Silence (id.) – de Rupert Julian – 1926
Rupert Julian est un cinéaste de premier plan (il vient de signer Le Fantôme de l’Opéra) lorsque Cecil B. De Mille, producteur, lui confie la réalisation de Silence, film qui a pendant des décennies rejoint la triste liste des films muets disparus. Ça, c’était jusqu’à ce qu’une copie soit retrouvée dans les archives de la Cinémathèque française. C’était en 2014, et la copie en question était dans un état miraculeusement bon, et complète : un peu plus courte que la version originale américaine, mais telle que prévue pour le marché français.

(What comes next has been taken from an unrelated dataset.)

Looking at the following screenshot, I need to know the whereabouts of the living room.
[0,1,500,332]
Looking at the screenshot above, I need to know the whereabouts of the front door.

Surtout, le film est d’une grande beauté, profondément émouvant, et formellement assez bluffant. H.B. Warner (qui s’apprêtait à devenir Jésus Christ pour De Mille dans Le Roi des Rois) y est un condamné à mort que son avocat tente de faire parler à quelques heures de son exécution : pourquoi accepte-t-il de se sacrifier pour un autre, alors qu’il est évidemment innocent ?
L’homme refuse obstinément de parler. Mais à mesure que l’heure fatidique approche, le temps qui s’égrène implacablement occupe toutes ses pensées. Sur son visage en très gros plan se superpose à l’image du balancier d’une horloge, et à celle de la corde qui se balance au même rythme… Il stoppe le balancier, mais un autre balancier continue le mouvement en surimpression. Implacable et formidable montage qui introduit le long flash-back qui constitue l’essentiel du métrage.
Julian y dévoile la même maîtrise que dans son Fantôme…, avec cette capacité d’associer l’émotion à la plus grande des tensions. Il utilise merveilleusement les éléments de ses décors pour souligner la force implacable du destin : les barreaux de la prison sur le visage de Warner, la fenêtre qui le sépare de sa fille : cet enfant qu’il a eue avec la femme qu’il aimait et dont le destin l’a privé.
Ce saligaud de destin, qui n’épargne rien à ce brave homme qui accepte tous les coups du sort avec une grandeur d’âme immense, mais en accusant le coup. L’acteur semble d’ailleurs réellement vieillir au fur et à mesure que les années s’écoulent, grande composition d’acteur. On ne dira rien de la longue séquence finale, si ce n’est qu’elle d’une force immense, et qu’on en sort avec le sentiment d’avoir vu un grand film qui revient de loin.